Conrad believes that HR organizations "ought to be as transparent as possible," but more than that, they need to show how they are making progress, he said.
On its website, Oracle reports its workforce at 31% female and 3.7% Black. Earlier this month, R. Andre Klein, a shareholder, filed a lawsuit over the diversity of its board.
"The Board, as well as the Company's executive officers, remain devoid of Black people and other minorities," the lawsuit states. It seeks several changes, including the resignations of several Oracle board members prior to the firm's November annual meeting. Oracle declined to comment.
ADP is evaluating its disclosures
ADP LLC publishes workforce demographics but doesn't break them out by race. It reported a U.S. minority workforce at 37% in 2018. The way it reports its data could change, the firm said.
"We fully agree that transparency in reporting is critical to an organization's diversity and inclusion programs, in addition to utilizing HCM solutions to drive successful implementation of these programs," said Dana Casalino, a spokeswoman, in a statement.
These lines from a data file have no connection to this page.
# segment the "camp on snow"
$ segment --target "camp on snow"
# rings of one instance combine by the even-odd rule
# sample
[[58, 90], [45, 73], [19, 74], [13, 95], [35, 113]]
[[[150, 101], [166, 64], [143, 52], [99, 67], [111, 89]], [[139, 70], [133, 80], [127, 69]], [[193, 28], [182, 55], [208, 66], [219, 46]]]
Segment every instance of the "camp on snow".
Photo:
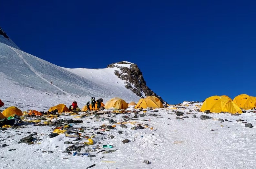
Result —
[[240, 108], [245, 110], [251, 109], [256, 107], [256, 97], [242, 94], [235, 97], [234, 102]]
[[233, 100], [228, 97], [213, 96], [206, 99], [200, 111], [210, 110], [213, 113], [227, 112], [230, 113], [241, 113], [242, 110]]
[[153, 96], [148, 96], [144, 99], [141, 99], [137, 103], [135, 108], [163, 108], [164, 106], [159, 99]]
[[68, 108], [64, 104], [59, 104], [55, 106], [50, 108], [48, 111], [50, 112], [56, 109], [58, 110], [58, 113], [62, 113], [66, 111], [70, 111], [68, 109]]
[[112, 98], [105, 104], [105, 108], [108, 109], [113, 108], [117, 109], [126, 109], [128, 108], [128, 104], [121, 98]]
The company continues to assess its "Corporate Social Responsibility" report. "We are currently in the process of evaluating the evolution of our disclosure," she said. A new report is due this fall.
Even HR vendors that cite a need to improve their Black employee representation can still make Fortune's "100 Best Companies to Work For" list as well as its "100 Best Places Workplaces for Diversity." Workday and SAP America are two examples of that.
Data analysis for both lists is done by the Great Place to Work Institute, Inc. In April, Michael Bush, CEO of the people analytics firm, was appointed to Workday's board of directors. Workday is ranked fifth in Fortune's "Best Companies to Work For" list, but the firm said, at the time of Bush's appointment, it will no longer participate in the Fortune rankings.
The representation of minority and gender is only one factor in the Great Place to Work Institute's measures. The firm analyzes the experiences employees are having, including financial performance, leadership effectiveness and other metrics.
Michael BushCEO, Great Place to Work Institute, Inc.
"We measure whether you enjoy the people that you work with," Bush said. "Whether you have pride in the workplace, which comes from whether the people that you work with care about you and you care about them."
Bush sees its metrics as a catalyst for change that continues to evolve. It changed its methodology in 2016 to consider whether all demographic groups at a firm had the same experience. That change prompted some firms to exit the "Best Places" ranking process due to issues around promotions and salary, mainly among female employees, he said.